En 2019, une avancée révolutionnaire a été réalisée lorsque le télescope Event Horizon (EHT) a capturé la toute première image d’un trou noir, situé au cœur de la galaxie M87, ce qui marque une étape majeure dans notre compréhension de ces phénomènes.
Le dernier trou noir
La galaxie M87, située dans la constellation de la Vierge, abrite un trou noir supermassif, dont la masse est estimée à 6,5 milliards de fois celle du Soleil. Cette image, dévoilée en avril 2019, a permis d’observer pour la première fois l'”ombre” d’un trou noir, entourée d’un anneau lumineux formé par du gaz chauffé à des millions de degrés en orbite avant d’être absorbé. Cet exploit a nécessité une collaboration internationale et une technologie innovante pour combiner les données de télescopes répartis sur toute la Terre.
Les trous noirs, bien qu’étant par définition invisibles, se manifestent souvent par des phénomènes extrêmement lumineux. Dans le cas de M87, des jets de particules s’étendent sur des milliers d’années-lumière à partir de ses pôles. Ces jets, produits par des champs magnétiques intenses et des interactions dans le disque d’accrétion, projettent des particules à des vitesses proches de celle de la lumière.
En 2023, une équipe internationale de chercheurs a observé un phénomène encore plus spectaculaire : une éruption gamma d’une intensité inégalée depuis plus d’une décennie. Ces éruptions, mesurées en téraélectronvolts (TeV), sont des manifestations d’une énergie extrême, des millions de fois plus puissante que la lumière visible. Cette éruption, qui a duré trois jours, proviendrait d’une région située à moins de trois jours-lumière du trou noir, correspondant à environ 15 milliards de kilomètres.

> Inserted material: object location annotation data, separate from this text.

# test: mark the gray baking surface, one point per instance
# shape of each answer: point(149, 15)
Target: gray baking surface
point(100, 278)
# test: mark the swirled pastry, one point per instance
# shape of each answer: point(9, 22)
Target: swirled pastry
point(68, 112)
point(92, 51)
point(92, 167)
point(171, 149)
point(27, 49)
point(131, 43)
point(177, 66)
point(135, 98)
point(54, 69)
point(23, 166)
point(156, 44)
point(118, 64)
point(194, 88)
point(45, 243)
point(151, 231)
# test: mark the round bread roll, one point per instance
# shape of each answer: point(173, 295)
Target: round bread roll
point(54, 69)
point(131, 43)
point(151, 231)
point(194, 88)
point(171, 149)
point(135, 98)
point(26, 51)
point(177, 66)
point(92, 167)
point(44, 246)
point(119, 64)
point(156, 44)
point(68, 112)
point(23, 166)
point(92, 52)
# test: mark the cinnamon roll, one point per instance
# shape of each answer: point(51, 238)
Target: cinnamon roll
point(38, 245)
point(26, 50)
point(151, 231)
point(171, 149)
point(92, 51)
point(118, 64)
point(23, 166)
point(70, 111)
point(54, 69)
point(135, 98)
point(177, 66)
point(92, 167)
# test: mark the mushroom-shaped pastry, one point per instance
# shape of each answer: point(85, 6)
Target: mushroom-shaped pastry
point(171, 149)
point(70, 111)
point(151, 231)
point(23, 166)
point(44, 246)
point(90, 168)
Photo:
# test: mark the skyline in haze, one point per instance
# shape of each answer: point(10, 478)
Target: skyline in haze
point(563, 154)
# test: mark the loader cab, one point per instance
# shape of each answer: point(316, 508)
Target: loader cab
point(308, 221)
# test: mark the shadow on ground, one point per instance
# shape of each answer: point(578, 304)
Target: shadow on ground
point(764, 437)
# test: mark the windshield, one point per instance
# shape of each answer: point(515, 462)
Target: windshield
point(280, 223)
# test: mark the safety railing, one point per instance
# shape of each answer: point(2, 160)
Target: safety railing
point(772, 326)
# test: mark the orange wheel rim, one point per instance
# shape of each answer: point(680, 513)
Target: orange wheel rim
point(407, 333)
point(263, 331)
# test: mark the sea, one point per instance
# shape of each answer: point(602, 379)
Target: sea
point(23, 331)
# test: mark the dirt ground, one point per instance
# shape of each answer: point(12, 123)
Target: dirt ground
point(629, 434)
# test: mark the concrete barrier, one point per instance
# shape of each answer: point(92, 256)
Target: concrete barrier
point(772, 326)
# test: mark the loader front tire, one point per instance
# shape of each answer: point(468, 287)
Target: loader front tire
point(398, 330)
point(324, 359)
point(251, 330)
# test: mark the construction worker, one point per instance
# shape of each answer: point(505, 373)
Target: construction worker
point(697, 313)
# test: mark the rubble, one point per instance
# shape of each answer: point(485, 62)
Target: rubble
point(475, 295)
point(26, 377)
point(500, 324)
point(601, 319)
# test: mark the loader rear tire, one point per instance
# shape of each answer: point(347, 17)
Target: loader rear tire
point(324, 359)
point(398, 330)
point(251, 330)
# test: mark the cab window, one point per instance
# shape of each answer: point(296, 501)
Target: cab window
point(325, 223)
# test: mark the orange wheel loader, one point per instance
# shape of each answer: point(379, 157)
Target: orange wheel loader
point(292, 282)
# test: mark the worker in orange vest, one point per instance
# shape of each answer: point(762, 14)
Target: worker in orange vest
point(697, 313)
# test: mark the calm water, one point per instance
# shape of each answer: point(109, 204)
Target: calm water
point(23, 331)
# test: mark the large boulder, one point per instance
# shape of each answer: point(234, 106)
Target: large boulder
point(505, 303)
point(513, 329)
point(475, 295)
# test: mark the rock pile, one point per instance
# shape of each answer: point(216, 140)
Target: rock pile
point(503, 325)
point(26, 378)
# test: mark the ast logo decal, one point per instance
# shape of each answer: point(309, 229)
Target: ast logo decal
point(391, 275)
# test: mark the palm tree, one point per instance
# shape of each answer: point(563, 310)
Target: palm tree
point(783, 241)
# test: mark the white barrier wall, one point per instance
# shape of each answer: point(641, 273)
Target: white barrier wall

Ce qu’on ne sait pas sur les trous noirs
Les mécanismes exacts par lesquels ces particules atteignent de telles énergies restent un sujet de débat parmi les scientifiques. Lorsque la matière tombe vers un trou noir, une partie de son énergie gravitationnelle est convertie en énergie cinétique et thermique dans le disque d’accrétion. Cependant, certains électrons et positrons sont expulsés par les pôles, formant des jets alimentés par les champs magnétiques.
Ces jets produisent des rayons gamma à haute énergie, détectés par des instruments comme VERITAS (Very Energetic Radiation Imaging Telescope Array System). Grâce à une analyse spectrale détaillée, les chercheurs peuvent décomposer la lumière en différentes longueurs d’onde et comprendre les processus physiques à l’origine de ces émissions. Par exemple, l’interaction entre les particules du jet et le champ magnétique pourrait expliquer ces accélérations.
Pour mieux étudier ces phénomènes, des dizaines d’observatoires terrestres et spatiaux collaborent, combinant des données de rayons X, d’ondes radio et de rayons gamma. Des télescopes comme le Fermi-LAT, le Hubble Space Telescope et le NuSTAR contribuent à fournir une vue d’ensemble des processus qui se déroulent autour des trous noirs.
Cette approche a permis de découvrir que l’éruption gamma observée dans M87 est liée à des variations de la position du jet et de l’horizon des événements, suggérant une interaction complexe entre ces structures.
Les trous noirs, et les éruptions de rayons gamma associées, jouent un rôle clé dans l’évolution des galaxies. Les jets relativistes influencent la formation des étoiles en balayant ou en enrichissant le gaz interstellaire. Les rayons cosmiques générés par ces phénomènes pourraient avoir un impact direct sur la Terre, bien que leurs origines exactes soient encore débattues.